Big Girls Club (The Happy Dance Dance Princess Show)
nytheatre.com review by Matt Johnston
July 4, 2009
There have been numerous pieces of theatre, film, television, and literature that have embarked on a journey into the psychologically violent depths of the social impact of female body image on the lives of women and young girls. Big Girls Club (The Happy Happy Dance Princess Show), part of The Brick's Antidepressant Festival this summer, is maybe the most direct and biting I have experienced—and that is exactly the reason it doesn't quite work.
The event of the show revolves around three girlfriends having a "girls night" at one of their houses. The event, which begins as a harmless and fun evening among friends including food, pillow fights, truth or dare games, etc., descends quickly into a passive aggressive verbal fight to the death as they battle each other through defense mechanisms for their own self-esteem issues. In addition, throughout the evening we are shown various promos for a fictional television show called "butterface," a program that takes young women with gorgeous figures and ugly faces and gives them makeovers.
The ideas are interesting, and the cast valiantly and believably tears into one another through their passive aggressive discursive violence. But, unfortunately, the show ultimately doesn't work because it really seems to be all ideas and not much else. The script doesn't have much in the way of structure to pull the themes through and the characters are more like hollowed-out mouthpieces or archetypes than actual layered and complex human beings.
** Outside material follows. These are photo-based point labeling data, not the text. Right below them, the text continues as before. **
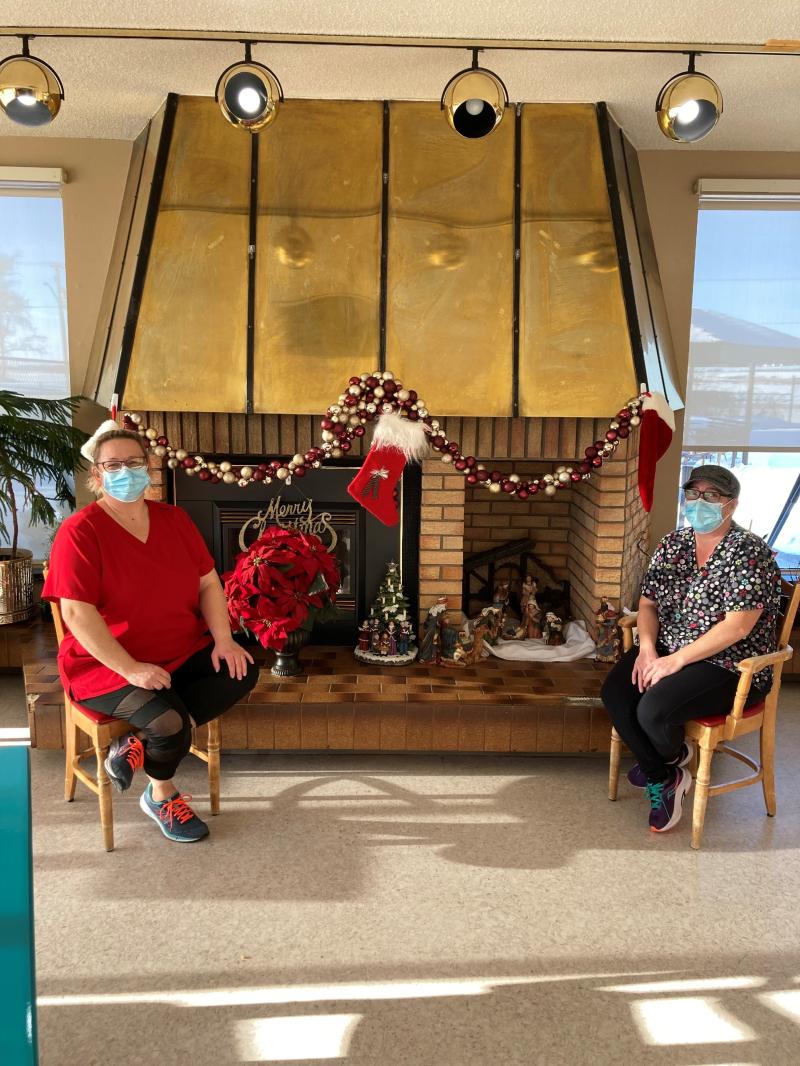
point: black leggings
(162, 714)
(652, 723)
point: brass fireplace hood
(504, 276)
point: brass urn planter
(16, 585)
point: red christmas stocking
(374, 484)
(655, 436)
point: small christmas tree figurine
(389, 619)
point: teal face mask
(703, 517)
(125, 485)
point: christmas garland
(366, 399)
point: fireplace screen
(232, 518)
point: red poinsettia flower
(286, 580)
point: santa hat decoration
(396, 441)
(88, 449)
(655, 436)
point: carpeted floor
(418, 911)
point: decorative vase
(16, 586)
(287, 663)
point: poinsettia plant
(286, 580)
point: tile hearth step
(341, 705)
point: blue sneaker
(667, 800)
(174, 817)
(638, 778)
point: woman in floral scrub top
(709, 599)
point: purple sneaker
(667, 800)
(638, 778)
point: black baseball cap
(719, 477)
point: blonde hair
(94, 484)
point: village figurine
(553, 634)
(403, 638)
(430, 645)
(607, 641)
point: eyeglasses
(710, 495)
(113, 465)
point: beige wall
(669, 177)
(92, 198)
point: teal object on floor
(17, 959)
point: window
(34, 351)
(742, 404)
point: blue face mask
(704, 517)
(125, 485)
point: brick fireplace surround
(593, 535)
(590, 535)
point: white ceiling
(113, 86)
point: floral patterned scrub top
(740, 575)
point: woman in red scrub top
(149, 640)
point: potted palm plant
(40, 449)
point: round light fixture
(249, 94)
(30, 90)
(688, 106)
(475, 100)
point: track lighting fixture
(249, 94)
(475, 100)
(688, 106)
(30, 90)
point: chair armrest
(755, 663)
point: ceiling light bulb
(687, 112)
(250, 100)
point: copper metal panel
(575, 356)
(450, 261)
(318, 263)
(190, 348)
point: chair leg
(701, 795)
(768, 764)
(70, 750)
(213, 764)
(104, 796)
(613, 764)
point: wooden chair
(101, 730)
(712, 732)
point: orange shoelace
(176, 809)
(133, 754)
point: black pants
(652, 723)
(162, 714)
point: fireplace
(230, 518)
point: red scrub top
(147, 594)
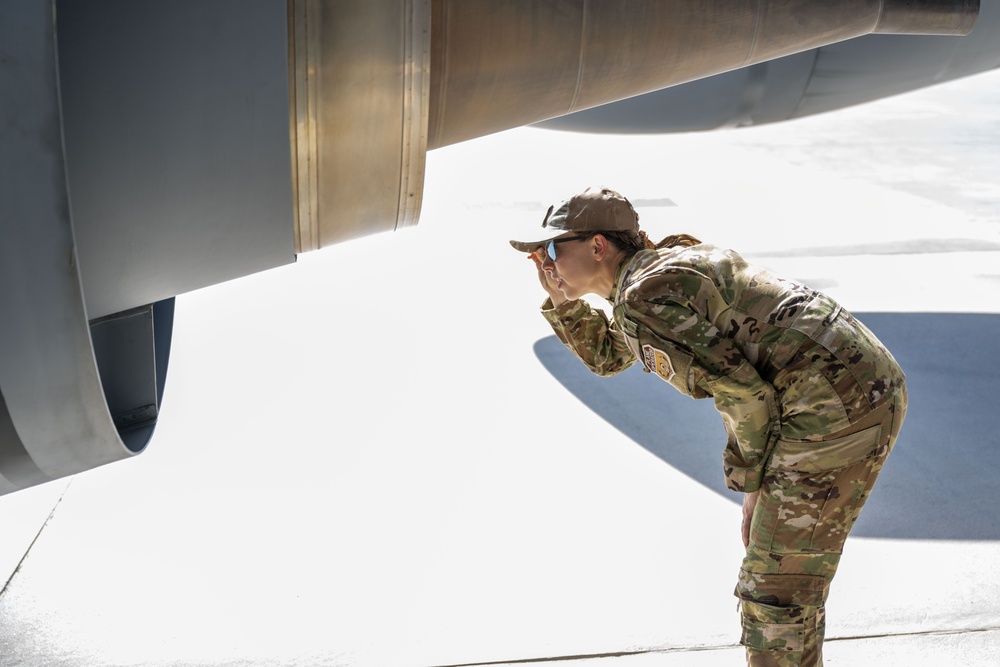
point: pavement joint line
(27, 551)
(694, 649)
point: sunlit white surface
(361, 461)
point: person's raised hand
(545, 277)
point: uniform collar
(621, 275)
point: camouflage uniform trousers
(797, 534)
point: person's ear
(600, 247)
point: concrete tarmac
(381, 457)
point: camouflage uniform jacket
(785, 364)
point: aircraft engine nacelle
(153, 148)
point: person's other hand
(749, 503)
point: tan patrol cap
(593, 210)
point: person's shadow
(940, 481)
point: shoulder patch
(657, 362)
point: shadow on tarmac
(940, 481)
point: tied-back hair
(631, 243)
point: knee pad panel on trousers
(782, 590)
(771, 628)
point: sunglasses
(550, 247)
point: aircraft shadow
(940, 481)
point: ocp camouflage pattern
(785, 364)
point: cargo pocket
(768, 628)
(822, 455)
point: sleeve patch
(657, 362)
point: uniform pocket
(818, 456)
(768, 628)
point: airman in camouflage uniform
(812, 402)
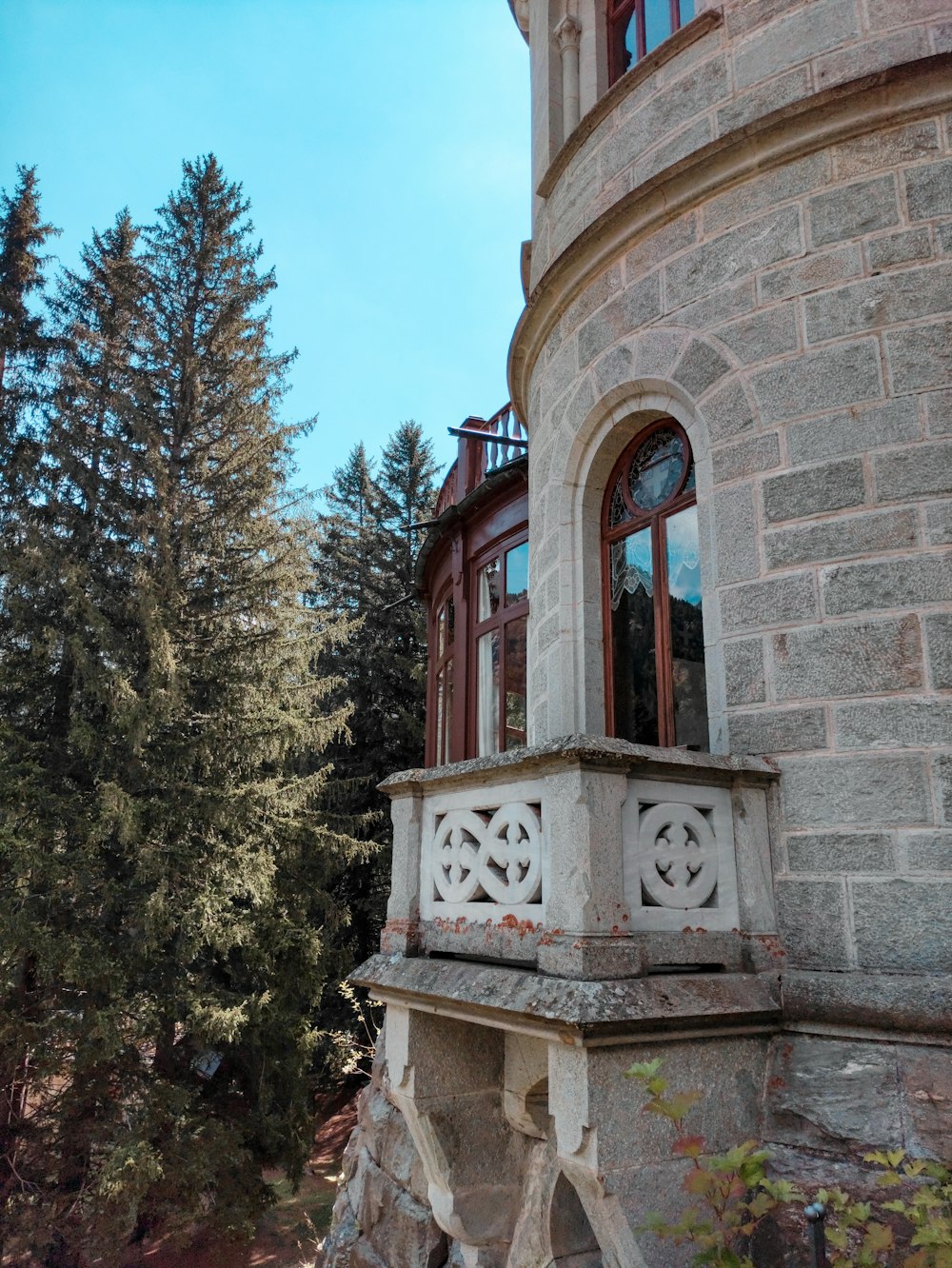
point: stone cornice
(882, 100)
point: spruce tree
(171, 874)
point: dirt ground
(289, 1234)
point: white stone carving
(477, 856)
(679, 856)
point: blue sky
(385, 148)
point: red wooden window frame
(500, 619)
(656, 520)
(620, 12)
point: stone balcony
(588, 859)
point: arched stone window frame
(653, 520)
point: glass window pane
(656, 469)
(633, 639)
(516, 683)
(488, 591)
(687, 630)
(517, 573)
(657, 23)
(488, 694)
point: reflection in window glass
(657, 23)
(687, 630)
(517, 573)
(488, 694)
(633, 639)
(488, 591)
(516, 683)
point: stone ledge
(574, 1012)
(599, 751)
(913, 1003)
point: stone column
(569, 34)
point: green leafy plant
(731, 1194)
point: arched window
(635, 27)
(656, 690)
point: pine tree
(171, 875)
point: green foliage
(731, 1194)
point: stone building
(691, 795)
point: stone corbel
(568, 34)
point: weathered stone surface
(811, 489)
(813, 923)
(841, 852)
(897, 723)
(929, 190)
(743, 671)
(882, 790)
(813, 273)
(840, 538)
(918, 470)
(777, 602)
(878, 302)
(856, 587)
(853, 431)
(829, 377)
(928, 851)
(852, 210)
(777, 730)
(847, 660)
(902, 924)
(828, 1092)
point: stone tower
(727, 840)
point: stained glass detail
(656, 469)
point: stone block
(894, 248)
(773, 94)
(939, 413)
(929, 190)
(814, 489)
(777, 730)
(842, 537)
(894, 724)
(802, 34)
(745, 458)
(735, 535)
(880, 790)
(634, 308)
(853, 431)
(921, 358)
(743, 671)
(700, 367)
(813, 923)
(939, 524)
(852, 658)
(917, 470)
(767, 240)
(878, 302)
(928, 851)
(852, 210)
(902, 924)
(777, 602)
(813, 273)
(841, 852)
(761, 337)
(864, 587)
(819, 381)
(939, 649)
(825, 1093)
(727, 412)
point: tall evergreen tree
(169, 871)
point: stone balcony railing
(585, 858)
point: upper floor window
(656, 687)
(635, 27)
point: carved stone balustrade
(585, 858)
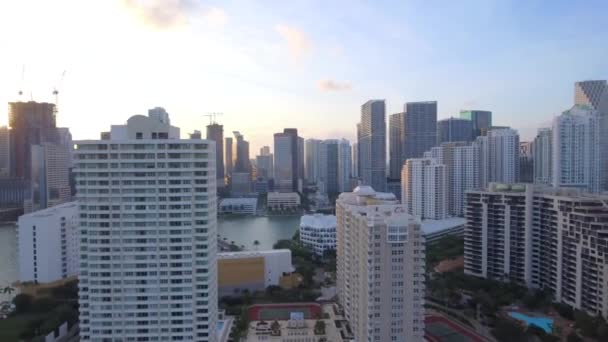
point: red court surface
(441, 329)
(281, 312)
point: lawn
(12, 326)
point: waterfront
(266, 229)
(8, 258)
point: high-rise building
(526, 162)
(576, 149)
(499, 156)
(50, 180)
(228, 162)
(147, 203)
(289, 154)
(419, 129)
(541, 237)
(454, 129)
(48, 244)
(542, 155)
(481, 119)
(344, 166)
(380, 267)
(329, 166)
(5, 152)
(31, 123)
(215, 132)
(395, 135)
(424, 189)
(372, 144)
(313, 160)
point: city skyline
(279, 57)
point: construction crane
(212, 117)
(56, 88)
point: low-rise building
(48, 243)
(238, 206)
(436, 229)
(300, 325)
(252, 270)
(283, 200)
(318, 232)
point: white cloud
(297, 41)
(332, 85)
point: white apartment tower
(542, 155)
(541, 237)
(424, 188)
(147, 234)
(380, 267)
(576, 149)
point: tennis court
(283, 312)
(441, 329)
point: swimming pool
(542, 322)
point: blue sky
(305, 64)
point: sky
(270, 64)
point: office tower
(48, 244)
(595, 95)
(419, 129)
(329, 166)
(576, 149)
(499, 156)
(344, 166)
(31, 123)
(541, 237)
(265, 167)
(288, 154)
(283, 165)
(50, 180)
(215, 132)
(159, 114)
(372, 144)
(148, 209)
(5, 152)
(526, 162)
(481, 119)
(380, 267)
(265, 151)
(395, 130)
(228, 162)
(454, 129)
(542, 155)
(313, 160)
(355, 167)
(424, 188)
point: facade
(344, 165)
(454, 129)
(542, 155)
(481, 119)
(313, 160)
(577, 150)
(252, 270)
(215, 132)
(380, 267)
(424, 188)
(148, 209)
(48, 244)
(283, 162)
(541, 237)
(279, 200)
(372, 144)
(318, 232)
(241, 205)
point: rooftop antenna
(212, 117)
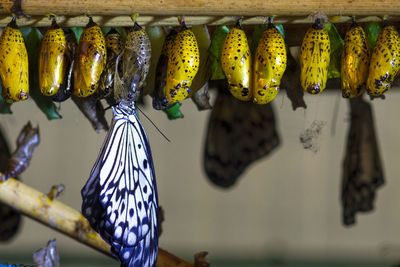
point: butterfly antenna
(166, 138)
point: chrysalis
(53, 60)
(314, 58)
(236, 63)
(67, 87)
(14, 70)
(90, 60)
(355, 62)
(385, 61)
(133, 65)
(159, 99)
(120, 198)
(269, 65)
(183, 64)
(114, 48)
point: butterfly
(238, 134)
(120, 198)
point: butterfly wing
(238, 134)
(120, 197)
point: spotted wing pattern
(238, 134)
(120, 197)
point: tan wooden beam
(206, 7)
(211, 12)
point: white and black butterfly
(120, 198)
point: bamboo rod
(146, 20)
(206, 7)
(65, 219)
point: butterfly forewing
(123, 206)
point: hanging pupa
(314, 58)
(14, 68)
(354, 62)
(385, 61)
(132, 65)
(53, 60)
(269, 65)
(114, 48)
(159, 99)
(67, 87)
(236, 63)
(90, 60)
(183, 64)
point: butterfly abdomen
(355, 62)
(14, 70)
(53, 60)
(385, 61)
(183, 64)
(159, 99)
(236, 63)
(90, 60)
(269, 65)
(314, 59)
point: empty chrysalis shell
(114, 48)
(133, 65)
(90, 60)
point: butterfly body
(120, 197)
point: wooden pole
(206, 7)
(196, 12)
(65, 219)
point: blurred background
(284, 211)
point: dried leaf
(10, 219)
(362, 166)
(28, 140)
(93, 110)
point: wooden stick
(150, 20)
(206, 7)
(65, 219)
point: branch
(65, 219)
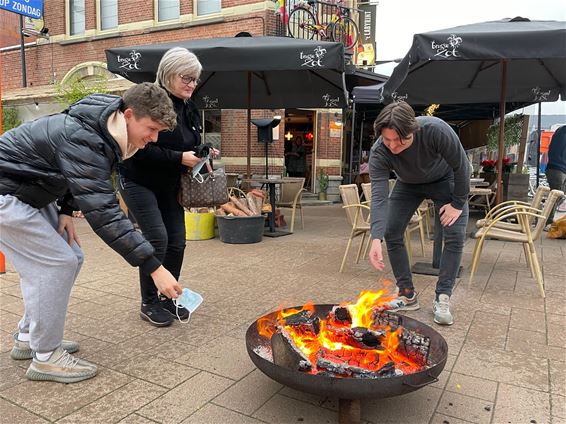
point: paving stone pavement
(506, 361)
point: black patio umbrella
(370, 97)
(512, 60)
(249, 72)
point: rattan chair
(526, 217)
(536, 203)
(290, 197)
(358, 217)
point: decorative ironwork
(317, 20)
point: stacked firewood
(251, 203)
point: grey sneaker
(402, 303)
(21, 350)
(441, 310)
(61, 367)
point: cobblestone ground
(506, 360)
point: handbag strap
(198, 177)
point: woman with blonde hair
(150, 181)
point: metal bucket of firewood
(240, 229)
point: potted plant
(488, 170)
(515, 185)
(322, 180)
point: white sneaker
(61, 367)
(441, 310)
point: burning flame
(330, 339)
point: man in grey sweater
(430, 163)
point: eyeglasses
(188, 80)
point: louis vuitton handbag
(203, 190)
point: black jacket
(70, 156)
(158, 166)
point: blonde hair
(177, 61)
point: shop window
(108, 14)
(213, 128)
(76, 17)
(207, 7)
(168, 10)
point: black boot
(169, 306)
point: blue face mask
(189, 300)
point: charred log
(368, 338)
(384, 318)
(286, 353)
(341, 315)
(332, 365)
(415, 346)
(304, 321)
(358, 337)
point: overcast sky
(398, 20)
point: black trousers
(162, 222)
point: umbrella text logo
(540, 96)
(329, 101)
(210, 103)
(313, 60)
(398, 97)
(130, 63)
(449, 49)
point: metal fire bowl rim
(345, 387)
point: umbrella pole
(501, 131)
(249, 119)
(352, 137)
(539, 132)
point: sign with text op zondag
(30, 8)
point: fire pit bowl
(259, 349)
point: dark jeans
(556, 181)
(162, 222)
(403, 202)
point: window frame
(70, 4)
(99, 20)
(196, 9)
(165, 21)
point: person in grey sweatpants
(430, 163)
(49, 168)
(46, 275)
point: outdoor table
(475, 181)
(272, 232)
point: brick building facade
(81, 30)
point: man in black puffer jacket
(69, 158)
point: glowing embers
(353, 340)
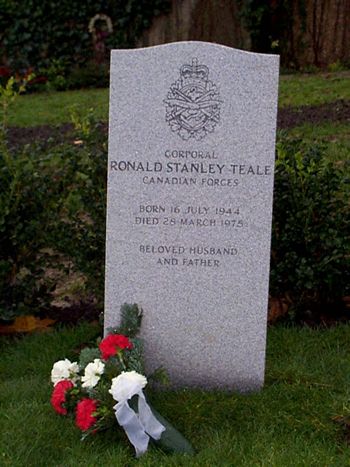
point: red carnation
(85, 408)
(58, 397)
(111, 344)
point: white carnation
(64, 369)
(127, 384)
(93, 372)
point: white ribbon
(138, 427)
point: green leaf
(171, 439)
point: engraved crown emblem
(193, 103)
(194, 74)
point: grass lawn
(53, 108)
(288, 423)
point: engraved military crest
(193, 103)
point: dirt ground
(288, 117)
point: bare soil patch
(288, 117)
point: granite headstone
(190, 183)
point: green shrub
(311, 228)
(48, 36)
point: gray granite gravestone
(190, 182)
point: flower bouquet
(106, 386)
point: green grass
(288, 423)
(53, 108)
(296, 90)
(336, 137)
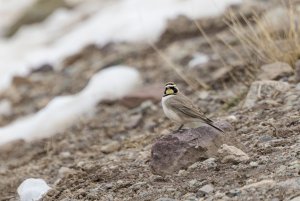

To this point, Leah Winkler (writer and director) really does her important themes a disservice. I can see how creating archetypes was probably the point, to help show the commonality of these problems girls have with body image and society. But as the viewer, I saw little more depth to these people than a basic selfishness, and a violently defensive lack of self-confidence. And that hurts the message rather than helps it.
I am not a woman, so I make no claim to fully identifying with the posed concerns, but I would think that the point in tackling these important issues would be to pinpoint the deep and complex societal and sociological roots at the source of this girl-on-girl violence (something like Tina Fey's Mean Girls, for example, does a much better job in a much more mainstream way). Big Girls Club is just a swarm of increasing nastiness and violence, and even when we begin to get some back story on the characters (past abortions, problems with obesity, sexual experiences) they are not opened up as real people, but rather as active carriers of an idea. Which loses an audience's attention fast because we don't care about them, and therefore we don't care about the themes they are supposed to carry.
Ultimately, the ideas presented in Big Girls Club are important to discuss and to bring to audiences, but the way in which the show goes about exploring these ideas is out of step with how an audience will be moved by them. Without fleshed out and complex characters, a real story, and a structure, there is little these performers, talented as they are, can do with the ideas they aim to present.